Aún con sus problemas, todas estas opciones pueden y deben ser incorporadas
selectivamente a un pensamiento económico de izquierda consciente de sus
condiciones y capaz de participar en los debates actuales. Con ánimo más
polémico que programático, cierro este este texto con una necesariamente
incompleta lista de bases y puntos de partida para ese pensamiento:



- La economía es una ciencia social legítima. Responder a sus pretensiones
de ciencia exacta (ya en reflujo, hay que decirlo) con una desautorización
en bloque es un juego de suma cero intelectual. Tampoco parece lícito
exigirle deconstrucciones, toda vez que ningún psicoanalista o doctor en
estudios culturales toleraría que le exigieran falsabilidad a sus premisas o
cuantificación de variables.



- Las restricciones materiales existen. Durante años se criticó al
«principio de escasez» como una entelequia que naturalizaba la privatización
de lo común. La actual crisis climática nos confronta con una escasez de
recursos estructural e innegable.



- Todos somos agentes de mercado, como consumidores y/o productores. La
necesaria crítica al «mercado» como actor autoconsciente e infalible no
puede obviar el efecto de conductas agregadas. Y reemplazar al ficticio homo
oeconomicus de Alfred Marshall por el aún más ficticio homo solidaricus de
la economía social es desconocer buena parte de las prácticas económicas
concretas de la sociedad.



- América Latina necesita crecer. Sus deficiencias sociales e
infraestructurales no pueden ser compensadas por prácticas locales de
economía reproductiva, y el volumen de capital acumulado en la región no
permite resolverlas con una distribución sin crecimiento previo o
simultáneo.



- El Estado no es la sociedad.  Es un factor irremplazable de la gestión
económica, pero pretender que reemplace a todos los agentes privados es
atribuirle la misma infalibilidad que la ortodoxia le asigna al mercado; por
otro lado, asignarle un rol constantemente conflictivo y movilizador aborta
toda capacidad de gestión.



- El Excel no es el territorio. La necesaria formalización de los datos y
las políticas económicas debe complementarse con una igualmente necesaria
atención a las condiciones políticas, ambientales y culturales sobre la que
se desplegarán, lo que requiere la colaboración de varias disciplinas. Es
tan inútil negar a la economía como al mundo que habita.

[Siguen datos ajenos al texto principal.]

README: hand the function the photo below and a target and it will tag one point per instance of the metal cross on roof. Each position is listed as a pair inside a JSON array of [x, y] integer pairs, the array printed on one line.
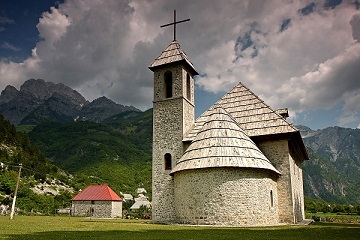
[[174, 23]]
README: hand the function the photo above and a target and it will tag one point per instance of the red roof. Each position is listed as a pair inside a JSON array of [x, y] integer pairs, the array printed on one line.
[[97, 193]]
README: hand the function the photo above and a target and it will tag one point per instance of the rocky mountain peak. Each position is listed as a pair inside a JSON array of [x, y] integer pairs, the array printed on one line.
[[8, 94], [39, 101], [42, 90]]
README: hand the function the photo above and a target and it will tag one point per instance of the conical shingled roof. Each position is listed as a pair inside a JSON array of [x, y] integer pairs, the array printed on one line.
[[172, 53], [254, 116], [222, 143]]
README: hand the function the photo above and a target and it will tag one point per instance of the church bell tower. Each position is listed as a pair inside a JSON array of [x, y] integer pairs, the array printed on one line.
[[173, 115]]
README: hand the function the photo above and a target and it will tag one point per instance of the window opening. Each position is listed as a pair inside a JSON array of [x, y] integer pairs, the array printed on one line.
[[188, 87], [167, 161], [168, 84]]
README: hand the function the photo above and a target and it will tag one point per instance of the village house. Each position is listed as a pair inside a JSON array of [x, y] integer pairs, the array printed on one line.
[[98, 201], [239, 163]]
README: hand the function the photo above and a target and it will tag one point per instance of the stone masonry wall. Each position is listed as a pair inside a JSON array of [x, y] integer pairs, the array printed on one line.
[[171, 117], [97, 209], [226, 196], [278, 153]]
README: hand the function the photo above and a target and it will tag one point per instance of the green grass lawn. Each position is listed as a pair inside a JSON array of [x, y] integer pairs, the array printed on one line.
[[49, 227]]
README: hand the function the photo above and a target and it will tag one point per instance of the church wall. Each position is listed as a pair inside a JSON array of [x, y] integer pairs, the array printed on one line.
[[298, 190], [278, 153], [96, 209], [226, 196], [170, 118]]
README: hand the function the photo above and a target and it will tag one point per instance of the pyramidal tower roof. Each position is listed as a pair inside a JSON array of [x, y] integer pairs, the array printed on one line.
[[173, 54], [222, 143]]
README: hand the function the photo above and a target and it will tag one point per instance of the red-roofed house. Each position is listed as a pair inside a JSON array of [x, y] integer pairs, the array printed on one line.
[[98, 201]]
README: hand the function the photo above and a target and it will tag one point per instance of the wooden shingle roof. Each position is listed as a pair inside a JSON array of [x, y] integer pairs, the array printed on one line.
[[97, 193], [222, 143], [173, 53], [253, 115]]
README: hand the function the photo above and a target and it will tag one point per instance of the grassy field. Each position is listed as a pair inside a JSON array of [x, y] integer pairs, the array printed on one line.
[[49, 227]]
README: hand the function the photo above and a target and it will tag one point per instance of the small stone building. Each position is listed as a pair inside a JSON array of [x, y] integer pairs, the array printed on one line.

La izquierda ha recorrido un largo camino desde los debates sobre la ley del
valor. Fue un periplo enriquecedor en el que se discutieron la eficacia del
mercado, las particularidades locales, las prácticas subalternas, los
efectos ambientales del desarrollo, la noción de crecimiento y el concepto
mismo de economía. Pero el mundo es redondo y llegamos al punto de partida:
en el horizonte se ve a Marx de espaldas, es necesario volver a pensar en la
creación de valor. A menos que queramos ser terraplanistas económicos. 



* Alejandro Galliano, es docente en la Universidad de Buenos Aires (UBA) y
colaborador habitual de las revistas Crisis, La Vanguardia y Panamá. Publicó
Los dueños del futuro. Vida y obra, secretos y mentiras de los empresarios
del siglo XXI (con Hernán Vanoli, Planeta, Buenos Aires, 2017) y ¿Por qué el
capitalismo puede soñar y nosotros no? Breve manual de las ideas de
izquierda para pensar el futuro (Siglo XXI, Buenos Aires, 2020).